There is a notion of "asymptotic dimension", defined for all metric spaces, which for $\mathbb{H}^n$ (or the Euclidean $n$-space) equals $n$ ($*$). It is monotone under coarse embeddings. In particular, $\mathbb{H}^n$ does not coarsely embed into $\mathbb{H}^m$ if $n>m$.
This latter fact does not follow from the Gromov boundary, because the latter is not functorial for coarse embedding (from the latter one gets a weaker statement, since anyway it's functorial for QI-embeddings: $\mathbb{H}^n$ does quasi-isometrically embed into $\mathbb{H}^m$ for $n>m$ (and in particular they are not quasi-isometric, as mentioned by Paul).
Also, $\mathbb{H}^n$, $n\ge 2$ does not coarsely embed into the free group: this follows from asymptotic dimension (which is 1 for the free group). An easier way to see that they are not quasi-isometric consists in using that the space of ends is a Cantor space in the first case an a point for $\mathbb{H}^n$. Since the space of ends is functorial for coarse embeddings, this probably can help show that $\mathbb{H}^n$ does not coarsely embed into a free group but it doesn't seem to follow from a purely formal argument.
The boundary can be useful beyond its topology. For instance, the negatively curved symmetric spaces $\mathbb{H}^{2n}$ and $\mathbb{H}^n(\mathbf{C})$ are not quasi-isometric, although they have the same number of ends (1), the same asymptotic dimension ($2n$) and homeomorphic Gromov boundaries (a $(2n-1$)-sphere). The point is that their Gromov boundaries are not quasi-symmetrically equivalent.
($*$) I can only provide references, it's not obvious. In Chapter 10 of Buyalo-Schroeder's book, it's proved that the asymptotic dimension of a $n$-dimensional Hadamard manifold is $\ge n$. This applies to both the Euclidean and the real hyperbolic space.

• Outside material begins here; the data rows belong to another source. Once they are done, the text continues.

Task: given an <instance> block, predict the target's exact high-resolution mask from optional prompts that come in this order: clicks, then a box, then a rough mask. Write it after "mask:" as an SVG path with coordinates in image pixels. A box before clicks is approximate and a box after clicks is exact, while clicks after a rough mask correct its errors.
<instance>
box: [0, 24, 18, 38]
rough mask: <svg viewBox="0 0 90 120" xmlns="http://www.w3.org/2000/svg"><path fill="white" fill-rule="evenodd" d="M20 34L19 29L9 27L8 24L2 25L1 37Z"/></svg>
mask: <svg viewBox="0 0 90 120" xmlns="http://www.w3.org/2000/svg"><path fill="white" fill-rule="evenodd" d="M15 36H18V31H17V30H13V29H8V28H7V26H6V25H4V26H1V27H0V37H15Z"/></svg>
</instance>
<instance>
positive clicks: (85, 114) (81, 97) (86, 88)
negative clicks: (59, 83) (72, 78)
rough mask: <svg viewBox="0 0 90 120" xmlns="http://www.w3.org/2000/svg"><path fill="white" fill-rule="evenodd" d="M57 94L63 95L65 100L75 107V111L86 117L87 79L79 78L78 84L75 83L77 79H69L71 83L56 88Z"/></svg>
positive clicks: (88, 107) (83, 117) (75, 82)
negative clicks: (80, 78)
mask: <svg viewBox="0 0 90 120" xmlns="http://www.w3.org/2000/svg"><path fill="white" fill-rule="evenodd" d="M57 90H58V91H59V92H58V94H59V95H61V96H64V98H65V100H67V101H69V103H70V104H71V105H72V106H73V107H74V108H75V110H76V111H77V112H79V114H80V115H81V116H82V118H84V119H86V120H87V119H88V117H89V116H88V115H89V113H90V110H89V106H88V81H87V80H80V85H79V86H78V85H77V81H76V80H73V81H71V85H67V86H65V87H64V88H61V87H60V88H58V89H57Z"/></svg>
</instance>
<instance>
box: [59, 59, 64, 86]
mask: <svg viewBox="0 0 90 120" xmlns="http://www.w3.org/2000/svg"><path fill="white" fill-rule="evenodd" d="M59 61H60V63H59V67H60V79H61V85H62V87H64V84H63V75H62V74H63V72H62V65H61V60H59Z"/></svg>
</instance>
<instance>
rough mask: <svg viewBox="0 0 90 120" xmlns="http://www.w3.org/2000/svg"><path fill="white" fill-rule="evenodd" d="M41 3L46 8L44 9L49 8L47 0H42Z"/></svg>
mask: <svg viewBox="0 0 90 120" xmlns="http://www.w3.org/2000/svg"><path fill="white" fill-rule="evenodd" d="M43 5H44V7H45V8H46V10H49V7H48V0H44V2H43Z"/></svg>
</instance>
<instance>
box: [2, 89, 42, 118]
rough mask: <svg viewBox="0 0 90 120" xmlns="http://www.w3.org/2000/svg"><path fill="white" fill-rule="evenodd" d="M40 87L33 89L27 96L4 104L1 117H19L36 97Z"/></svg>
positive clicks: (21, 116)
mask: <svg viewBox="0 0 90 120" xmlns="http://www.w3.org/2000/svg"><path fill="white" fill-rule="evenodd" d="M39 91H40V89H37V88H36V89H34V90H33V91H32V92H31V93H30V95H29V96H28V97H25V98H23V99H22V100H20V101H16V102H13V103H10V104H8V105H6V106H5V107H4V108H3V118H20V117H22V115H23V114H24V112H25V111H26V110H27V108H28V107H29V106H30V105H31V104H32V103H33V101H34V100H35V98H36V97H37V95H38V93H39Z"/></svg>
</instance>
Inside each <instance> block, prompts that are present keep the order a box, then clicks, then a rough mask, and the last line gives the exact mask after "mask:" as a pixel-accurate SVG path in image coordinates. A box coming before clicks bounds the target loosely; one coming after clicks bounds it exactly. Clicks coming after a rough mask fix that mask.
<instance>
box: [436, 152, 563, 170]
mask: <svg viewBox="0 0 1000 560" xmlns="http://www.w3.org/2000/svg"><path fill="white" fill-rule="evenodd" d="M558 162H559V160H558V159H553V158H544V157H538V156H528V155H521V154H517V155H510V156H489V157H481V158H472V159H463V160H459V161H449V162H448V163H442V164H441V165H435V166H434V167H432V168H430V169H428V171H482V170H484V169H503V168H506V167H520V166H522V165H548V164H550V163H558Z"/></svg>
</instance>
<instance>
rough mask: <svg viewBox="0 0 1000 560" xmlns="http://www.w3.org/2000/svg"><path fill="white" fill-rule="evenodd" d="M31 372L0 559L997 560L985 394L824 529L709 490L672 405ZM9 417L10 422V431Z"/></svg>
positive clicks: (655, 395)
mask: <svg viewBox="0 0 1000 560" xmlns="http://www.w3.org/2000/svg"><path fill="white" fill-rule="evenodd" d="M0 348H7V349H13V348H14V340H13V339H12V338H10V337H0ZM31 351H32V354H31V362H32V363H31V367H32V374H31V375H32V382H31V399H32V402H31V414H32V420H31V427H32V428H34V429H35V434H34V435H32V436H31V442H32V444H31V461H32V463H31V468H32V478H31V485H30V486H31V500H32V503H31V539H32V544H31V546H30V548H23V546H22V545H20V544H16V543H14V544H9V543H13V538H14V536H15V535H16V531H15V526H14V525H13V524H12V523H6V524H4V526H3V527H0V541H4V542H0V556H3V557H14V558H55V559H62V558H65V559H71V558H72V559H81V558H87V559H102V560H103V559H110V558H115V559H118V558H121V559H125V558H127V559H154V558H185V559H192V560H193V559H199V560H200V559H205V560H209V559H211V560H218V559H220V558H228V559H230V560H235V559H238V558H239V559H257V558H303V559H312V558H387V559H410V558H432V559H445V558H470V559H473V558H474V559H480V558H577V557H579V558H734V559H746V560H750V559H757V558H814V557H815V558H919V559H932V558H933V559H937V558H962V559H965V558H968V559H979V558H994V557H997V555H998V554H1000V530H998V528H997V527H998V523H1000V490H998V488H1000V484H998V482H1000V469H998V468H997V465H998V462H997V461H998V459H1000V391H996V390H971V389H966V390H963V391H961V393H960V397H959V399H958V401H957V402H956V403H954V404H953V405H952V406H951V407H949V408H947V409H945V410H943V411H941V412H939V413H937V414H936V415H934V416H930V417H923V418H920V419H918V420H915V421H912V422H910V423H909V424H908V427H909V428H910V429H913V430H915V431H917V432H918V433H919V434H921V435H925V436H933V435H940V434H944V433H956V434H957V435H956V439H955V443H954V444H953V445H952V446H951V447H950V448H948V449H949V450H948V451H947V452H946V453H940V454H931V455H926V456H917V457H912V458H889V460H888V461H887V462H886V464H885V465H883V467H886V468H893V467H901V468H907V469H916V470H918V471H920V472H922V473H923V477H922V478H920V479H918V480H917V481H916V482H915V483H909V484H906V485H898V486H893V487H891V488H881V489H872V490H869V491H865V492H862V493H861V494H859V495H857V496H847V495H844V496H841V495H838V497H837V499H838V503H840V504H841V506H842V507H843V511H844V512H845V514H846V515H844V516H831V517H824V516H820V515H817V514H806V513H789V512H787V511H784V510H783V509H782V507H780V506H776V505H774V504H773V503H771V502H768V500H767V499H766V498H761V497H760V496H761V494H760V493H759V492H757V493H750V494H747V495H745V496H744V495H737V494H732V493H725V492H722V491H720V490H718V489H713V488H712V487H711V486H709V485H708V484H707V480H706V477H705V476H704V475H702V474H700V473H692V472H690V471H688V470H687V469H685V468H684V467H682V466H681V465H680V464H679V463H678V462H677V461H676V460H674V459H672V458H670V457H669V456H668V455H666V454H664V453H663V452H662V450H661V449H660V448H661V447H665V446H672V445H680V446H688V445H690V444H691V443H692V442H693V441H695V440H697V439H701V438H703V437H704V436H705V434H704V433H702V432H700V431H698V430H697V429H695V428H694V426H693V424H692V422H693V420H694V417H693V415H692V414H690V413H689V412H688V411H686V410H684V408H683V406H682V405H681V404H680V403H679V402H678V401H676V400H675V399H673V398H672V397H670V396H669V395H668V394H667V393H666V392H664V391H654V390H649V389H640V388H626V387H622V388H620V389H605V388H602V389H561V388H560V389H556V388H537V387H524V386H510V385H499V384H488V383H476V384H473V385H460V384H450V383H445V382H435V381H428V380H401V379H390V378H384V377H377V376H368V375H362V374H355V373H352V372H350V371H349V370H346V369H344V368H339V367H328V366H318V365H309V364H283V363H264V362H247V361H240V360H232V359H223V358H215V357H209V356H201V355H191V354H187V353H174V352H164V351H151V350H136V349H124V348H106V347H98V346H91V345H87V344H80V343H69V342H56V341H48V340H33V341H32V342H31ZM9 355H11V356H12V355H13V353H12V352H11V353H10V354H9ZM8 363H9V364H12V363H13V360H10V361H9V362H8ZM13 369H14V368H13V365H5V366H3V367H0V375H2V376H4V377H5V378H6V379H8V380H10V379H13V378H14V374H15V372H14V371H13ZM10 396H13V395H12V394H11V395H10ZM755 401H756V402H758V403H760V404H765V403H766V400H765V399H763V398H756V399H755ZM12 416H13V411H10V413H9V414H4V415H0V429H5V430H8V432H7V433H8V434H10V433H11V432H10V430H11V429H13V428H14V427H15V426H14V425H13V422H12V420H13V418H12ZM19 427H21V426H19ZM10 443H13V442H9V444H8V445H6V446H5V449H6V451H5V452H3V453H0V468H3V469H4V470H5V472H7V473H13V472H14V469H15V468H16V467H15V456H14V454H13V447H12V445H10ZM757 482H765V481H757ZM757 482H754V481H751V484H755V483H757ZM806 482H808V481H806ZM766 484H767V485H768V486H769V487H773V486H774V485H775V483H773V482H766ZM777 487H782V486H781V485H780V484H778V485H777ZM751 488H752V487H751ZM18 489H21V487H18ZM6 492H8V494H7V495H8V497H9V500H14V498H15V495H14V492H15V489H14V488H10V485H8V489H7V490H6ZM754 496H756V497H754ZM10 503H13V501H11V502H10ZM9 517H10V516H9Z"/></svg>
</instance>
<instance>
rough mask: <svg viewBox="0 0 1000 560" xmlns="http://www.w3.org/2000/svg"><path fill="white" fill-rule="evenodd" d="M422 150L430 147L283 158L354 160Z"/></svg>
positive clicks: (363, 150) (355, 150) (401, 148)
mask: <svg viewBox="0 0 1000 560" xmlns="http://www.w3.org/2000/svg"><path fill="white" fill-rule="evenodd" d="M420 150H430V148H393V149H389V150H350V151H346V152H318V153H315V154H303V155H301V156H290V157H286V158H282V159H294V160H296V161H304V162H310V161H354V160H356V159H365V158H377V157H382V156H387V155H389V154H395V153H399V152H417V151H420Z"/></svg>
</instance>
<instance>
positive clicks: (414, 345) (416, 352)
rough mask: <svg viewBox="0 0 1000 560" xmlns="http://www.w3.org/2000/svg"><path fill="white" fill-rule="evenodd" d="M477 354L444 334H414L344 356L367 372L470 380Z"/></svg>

In the same book they only provide non-sharp upper bounds. But Higes-Peng (arXiv link), Assouad-Nagata dimension of connected Lie groups. Math. Z. 273 (2013), no. 1-2, 283–302. proved that the asymptotic Assouad-Nagata (aAN) dimension of a connected Lie group $G$ with maximal compact subgroup is $\dim(G/K)$, this applies in particular to the connected part of the isometry group of any $n$-dimensional isometry-homogeneous contractible Riemannian manifold to show that its aAN dimension is $\le n$. It it trivial from the definition that the aAN dimension is an upper bound for the asymptotic dimension.
Combining, the asymptotic dimension (and the aAN dimension) of any homogeneous Hadamard manifold is $n$.